Lawrence Jenkins, C.J.
1. The only question that arises on this appeal (No. 182 of 1905) is whether the appellant is entitled to piority of payment in respect of the amount due on four instruments being Exhibits 45, 44, 41 and 42. Of these Exhibits 45 and 44 were executed in 1847, 41 in 1848, and 42 in 1868; and the appellant claims the benefit of them. He also claims the benefit of the mortgage created by an instrument Exhibit 43.
2. The lower appellate Court has decided against the appellant relying on Rajmal v. Shivaji. (1902) L.R. R. 27 Bom. 154. But that case really is not applicable as the decision cited by the learned Assistant Judge turned altogether on the fact that it was conceded and had to be conceded in the absence of registration that the document there under consideration did not create a charge.

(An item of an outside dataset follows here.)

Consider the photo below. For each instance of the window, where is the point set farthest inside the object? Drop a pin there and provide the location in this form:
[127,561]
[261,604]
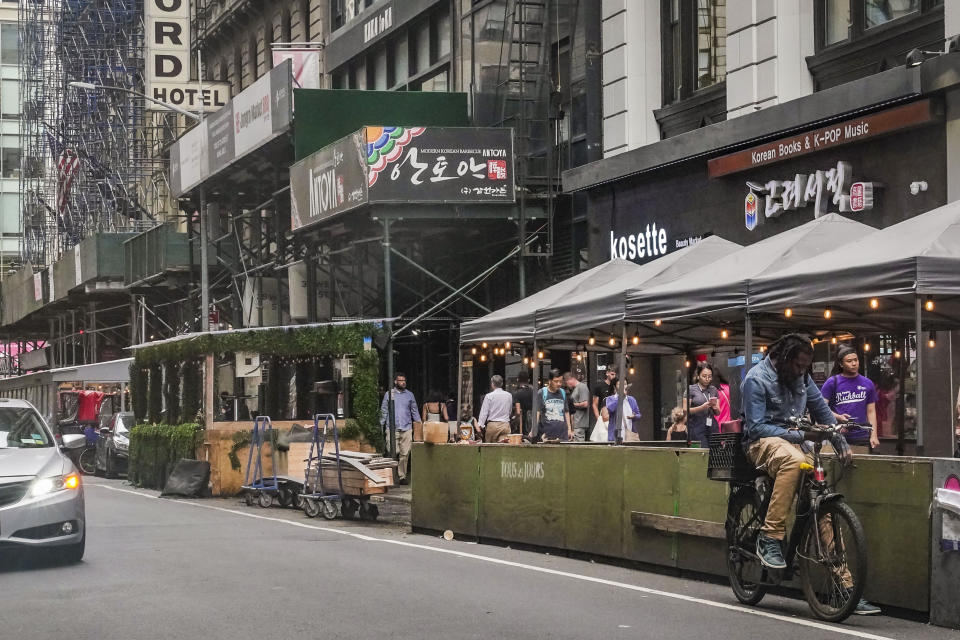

3. It seems to us therefore that we are in no way concerned with the doctrine which forbids anything that would amount to a clog on the equity of redemption.
4. All we have to consider is whether by these four documents charges were created.
5. Now we start with this that these documents were executed in the mofussil and come within the statement of the Privy Council in Hunooman Persad Panday v. Mussumat Babooee Munraj Koonweree, (1856) 6 Moore's I.A. 411, where it was said that ' Deeds and contracts of the people of India ought to be liberally construed. The form of expression, the literal sense, is not to be so much regarded as the real meaning, of the parties which the transaction discloses.'
6. Exhibits 45,44 and 41 are registered and Exhibit 42, the only unregistered document is security for an amount less than that in respect of which registration is required under the Registration Act. This is not without its significance.
7. From Section 100 of the Transfer of Property Act we learn what a charge is : for, it is there provided ' Where immoveable property of one person is by act of parties made security for the payment of money to another and the transaction does not amount to a mortgage, the latter person is said to have a charge on the property.' The form of words used is immaterial, all we have to be satisfied of is that the documents show an intention that the person in whose favour they were executed should have the benefit of the security of the land.
8. Approaching these documents in the spirit of what is laid down by the Privy Council, and having regard to all the circumstances of the transaction we feel no doubt that the documents are sufficient and do show an intention to make the land security for the payment of the money mentioned therein, and from that it follows that the documents do create the charge, and we therefore think that the appellant is right in his contention. The plaintiffis entitled to redeem on payment of the amount that will be found due on basis of our decision.